Come cambia la montagna del glaciologo?
Fino a 10 anni fa salire su un ghiacciaio era semplice, l’ho fatto centinaia di volte portando decine di studenti, ai Forni non c’erano crepacci. Oggi anche solo mettere piede su un ghiacciaio è un’escursione che comporta pericoli. Si sale solo in cordata e con le Guide Alpine, bisogna sentirsela. Anche io del resto facevo un mio personale test ai giovani: li calavo dentro a un crepaccio per raccogliere dei ciottoli, se quando salivano erano bianchi gli consigliavo una tesi di laboratorio.
I ghiacciai scompariranno, le previsioni sono catastrofiche, scompariranno anche i glaciologi?

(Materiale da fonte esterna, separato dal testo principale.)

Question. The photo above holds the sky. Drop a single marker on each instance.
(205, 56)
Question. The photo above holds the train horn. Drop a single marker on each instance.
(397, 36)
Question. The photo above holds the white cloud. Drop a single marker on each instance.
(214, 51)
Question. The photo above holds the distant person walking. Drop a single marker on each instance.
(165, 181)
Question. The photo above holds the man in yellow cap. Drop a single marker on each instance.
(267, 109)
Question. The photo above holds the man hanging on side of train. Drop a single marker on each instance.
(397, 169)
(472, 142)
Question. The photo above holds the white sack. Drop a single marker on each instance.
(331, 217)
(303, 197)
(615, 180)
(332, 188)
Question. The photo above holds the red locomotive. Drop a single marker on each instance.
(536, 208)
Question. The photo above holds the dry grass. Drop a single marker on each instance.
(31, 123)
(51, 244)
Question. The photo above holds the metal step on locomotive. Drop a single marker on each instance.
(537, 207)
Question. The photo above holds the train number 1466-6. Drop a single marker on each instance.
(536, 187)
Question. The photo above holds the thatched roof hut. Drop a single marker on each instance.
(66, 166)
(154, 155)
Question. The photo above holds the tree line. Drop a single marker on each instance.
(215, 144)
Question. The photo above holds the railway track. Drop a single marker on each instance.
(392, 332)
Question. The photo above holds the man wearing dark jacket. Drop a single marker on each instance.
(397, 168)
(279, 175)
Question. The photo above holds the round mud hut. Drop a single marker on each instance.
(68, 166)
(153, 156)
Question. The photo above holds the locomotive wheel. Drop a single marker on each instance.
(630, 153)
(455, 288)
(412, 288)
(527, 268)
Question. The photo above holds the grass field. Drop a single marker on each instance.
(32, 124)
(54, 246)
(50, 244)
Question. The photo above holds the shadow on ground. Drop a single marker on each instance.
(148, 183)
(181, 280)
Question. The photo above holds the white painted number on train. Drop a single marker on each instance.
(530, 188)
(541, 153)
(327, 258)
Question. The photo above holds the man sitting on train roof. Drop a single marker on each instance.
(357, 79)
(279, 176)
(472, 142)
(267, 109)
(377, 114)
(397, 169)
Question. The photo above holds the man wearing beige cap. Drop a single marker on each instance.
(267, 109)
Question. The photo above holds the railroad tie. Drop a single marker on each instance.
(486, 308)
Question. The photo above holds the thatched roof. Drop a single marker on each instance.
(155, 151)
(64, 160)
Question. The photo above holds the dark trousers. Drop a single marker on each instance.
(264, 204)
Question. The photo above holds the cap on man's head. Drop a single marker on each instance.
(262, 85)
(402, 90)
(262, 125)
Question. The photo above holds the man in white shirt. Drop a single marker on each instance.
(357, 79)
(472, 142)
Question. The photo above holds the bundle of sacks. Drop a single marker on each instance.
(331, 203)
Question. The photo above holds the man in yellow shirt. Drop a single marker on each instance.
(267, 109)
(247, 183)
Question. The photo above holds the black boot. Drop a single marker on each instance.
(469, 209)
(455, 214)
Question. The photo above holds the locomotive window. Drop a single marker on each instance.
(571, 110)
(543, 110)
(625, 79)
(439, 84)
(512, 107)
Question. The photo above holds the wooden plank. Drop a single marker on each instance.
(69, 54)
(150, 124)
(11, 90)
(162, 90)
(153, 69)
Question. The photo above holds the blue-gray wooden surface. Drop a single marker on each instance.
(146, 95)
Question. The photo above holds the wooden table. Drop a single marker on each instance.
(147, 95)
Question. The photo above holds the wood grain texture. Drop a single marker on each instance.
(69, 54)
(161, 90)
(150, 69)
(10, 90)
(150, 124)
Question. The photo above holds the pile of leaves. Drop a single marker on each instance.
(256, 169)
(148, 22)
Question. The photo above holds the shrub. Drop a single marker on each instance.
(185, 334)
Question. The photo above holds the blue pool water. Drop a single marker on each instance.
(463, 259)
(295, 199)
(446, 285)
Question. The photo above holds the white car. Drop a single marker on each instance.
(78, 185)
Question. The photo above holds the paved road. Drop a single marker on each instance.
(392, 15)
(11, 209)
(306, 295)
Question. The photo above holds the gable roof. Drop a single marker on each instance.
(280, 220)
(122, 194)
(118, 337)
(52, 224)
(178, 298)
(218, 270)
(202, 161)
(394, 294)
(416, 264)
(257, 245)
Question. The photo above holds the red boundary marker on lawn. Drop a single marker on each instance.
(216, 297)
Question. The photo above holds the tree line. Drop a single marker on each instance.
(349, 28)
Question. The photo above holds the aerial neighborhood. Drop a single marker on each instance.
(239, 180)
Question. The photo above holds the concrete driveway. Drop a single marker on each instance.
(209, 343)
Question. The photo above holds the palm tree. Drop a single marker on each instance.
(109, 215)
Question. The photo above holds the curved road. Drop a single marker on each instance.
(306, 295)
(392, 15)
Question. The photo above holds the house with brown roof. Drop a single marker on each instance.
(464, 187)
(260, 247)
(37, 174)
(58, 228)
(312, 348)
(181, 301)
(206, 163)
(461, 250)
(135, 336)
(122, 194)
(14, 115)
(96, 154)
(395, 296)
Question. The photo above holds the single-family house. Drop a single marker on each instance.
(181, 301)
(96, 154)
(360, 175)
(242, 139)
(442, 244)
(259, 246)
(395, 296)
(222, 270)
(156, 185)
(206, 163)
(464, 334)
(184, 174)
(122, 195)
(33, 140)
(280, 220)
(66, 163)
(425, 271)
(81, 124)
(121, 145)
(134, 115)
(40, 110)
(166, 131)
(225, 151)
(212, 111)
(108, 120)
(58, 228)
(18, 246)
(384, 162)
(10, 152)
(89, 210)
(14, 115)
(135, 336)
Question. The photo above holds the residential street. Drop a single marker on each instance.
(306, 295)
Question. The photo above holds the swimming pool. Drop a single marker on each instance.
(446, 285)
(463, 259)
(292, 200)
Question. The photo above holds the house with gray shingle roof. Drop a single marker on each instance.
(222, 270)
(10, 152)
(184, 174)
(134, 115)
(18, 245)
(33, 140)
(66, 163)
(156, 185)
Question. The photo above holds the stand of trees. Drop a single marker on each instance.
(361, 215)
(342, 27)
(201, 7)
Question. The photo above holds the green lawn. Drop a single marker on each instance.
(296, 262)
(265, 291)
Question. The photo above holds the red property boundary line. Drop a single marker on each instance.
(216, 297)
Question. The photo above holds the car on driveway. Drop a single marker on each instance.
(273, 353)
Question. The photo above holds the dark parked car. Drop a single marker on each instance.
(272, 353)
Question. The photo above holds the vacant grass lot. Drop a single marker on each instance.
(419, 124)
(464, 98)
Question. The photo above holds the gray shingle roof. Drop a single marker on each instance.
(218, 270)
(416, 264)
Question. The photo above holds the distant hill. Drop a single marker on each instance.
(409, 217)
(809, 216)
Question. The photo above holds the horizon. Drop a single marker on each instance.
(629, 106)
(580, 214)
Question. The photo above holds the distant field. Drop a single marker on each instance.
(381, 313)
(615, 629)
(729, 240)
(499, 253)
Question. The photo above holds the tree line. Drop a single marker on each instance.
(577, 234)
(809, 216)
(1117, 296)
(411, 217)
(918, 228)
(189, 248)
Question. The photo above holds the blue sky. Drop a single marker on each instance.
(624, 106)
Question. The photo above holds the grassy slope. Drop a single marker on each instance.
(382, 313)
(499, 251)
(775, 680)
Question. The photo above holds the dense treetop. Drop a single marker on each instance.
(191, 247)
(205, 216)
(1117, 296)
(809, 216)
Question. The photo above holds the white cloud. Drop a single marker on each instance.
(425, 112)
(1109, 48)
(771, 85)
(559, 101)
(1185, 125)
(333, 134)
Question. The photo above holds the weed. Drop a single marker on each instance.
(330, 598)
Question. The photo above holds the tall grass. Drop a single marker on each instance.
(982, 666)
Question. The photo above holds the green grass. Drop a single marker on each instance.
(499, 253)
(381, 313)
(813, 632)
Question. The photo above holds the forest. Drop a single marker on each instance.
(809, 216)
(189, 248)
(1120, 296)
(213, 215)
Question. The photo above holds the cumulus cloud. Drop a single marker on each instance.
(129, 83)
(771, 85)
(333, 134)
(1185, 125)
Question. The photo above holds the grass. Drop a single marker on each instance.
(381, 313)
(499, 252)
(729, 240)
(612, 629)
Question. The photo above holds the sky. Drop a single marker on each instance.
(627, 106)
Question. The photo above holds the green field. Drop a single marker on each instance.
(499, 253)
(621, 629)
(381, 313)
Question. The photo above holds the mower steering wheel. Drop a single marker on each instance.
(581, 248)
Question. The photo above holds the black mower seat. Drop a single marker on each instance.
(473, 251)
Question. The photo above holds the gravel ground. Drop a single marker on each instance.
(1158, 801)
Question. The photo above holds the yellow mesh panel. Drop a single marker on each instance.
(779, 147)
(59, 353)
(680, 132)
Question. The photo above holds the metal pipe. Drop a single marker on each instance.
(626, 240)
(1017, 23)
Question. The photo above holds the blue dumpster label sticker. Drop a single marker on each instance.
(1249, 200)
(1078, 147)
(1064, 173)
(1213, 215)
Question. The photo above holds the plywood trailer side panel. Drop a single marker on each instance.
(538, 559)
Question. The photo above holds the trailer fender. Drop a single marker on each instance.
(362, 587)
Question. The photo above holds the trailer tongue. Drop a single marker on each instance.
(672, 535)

C’è un intero sistema solare zeppo di ghiacciai di ghiaccio da esplorare, tanti colleghi li stanno già studiando, ovviamente da immagini satellitari, e quindi ci sarà spazio per la glaciologia in futuro, non so ancora in che termini. Però mi permetto di fare una puntualizzazione a livello semantico. La scomparsa dei ghiacciai non è una previsione, è uno scenario: le previsioni possiamo farle per il tempo, perché si basano su modelli statistico-matematici che partono dai dati delle stazioni meteorologiche, con un orizzonte che va da domani a un mese. Nel caso dei ghiacciai, i tempi sono molto più lunghi e dobbiamo allora parlare di scenari risultanti da modelli statistico-matematici basati su quanto sappiamo oggi, che è sempre poco, dobbiamo restare umili. I ghiacciai potrebbero scomparire fra 50 o 100 anni se i modelli che usiamo oggi saranno ancora validi, se la temperatura continuerà a incrementare al ritmo di oggi a causa dell’attività antropica, se continueremo a scaricare gas serra nell’atmosfera come stiamo facendo… Dire che i ghiacciai scompariranno quindi non è un dato di fatto, ma uno scenario probabile, plausibile.
Questo ci lascia un margine di speranza?
Non lo so, sinceramente, non dipende tutto dall’uomo. Potrebbe accadere un grosso evento planetario, come eruzioni vulcaniche o bolidi extraterrestri che si schianteranno sulla Terra, sollevando una tale quantità di terriccio da bloccare le radiazioni solari, è già successo.
Però allora non ci sarà più nessun glaciologo a raccontarlo, vorremo salvare i ghiacciai, ma anche l’uomo…
E qui torniamo alle difficoltà di cui parlavamo di trovare un equilibrio rispetto alle esigenze di crescita globale. Il cosiddetto Homo sapiens sapiens, il “sapientissimo”, è semplicemente una delle tante specie, con istinti primordiali comuni: mangiare, riprodursi e avere un proprio spazio. E vediamo bene in questi tempi che ripercussioni possono avere queste tre leggi. Dipende tutto dai giovani, ora.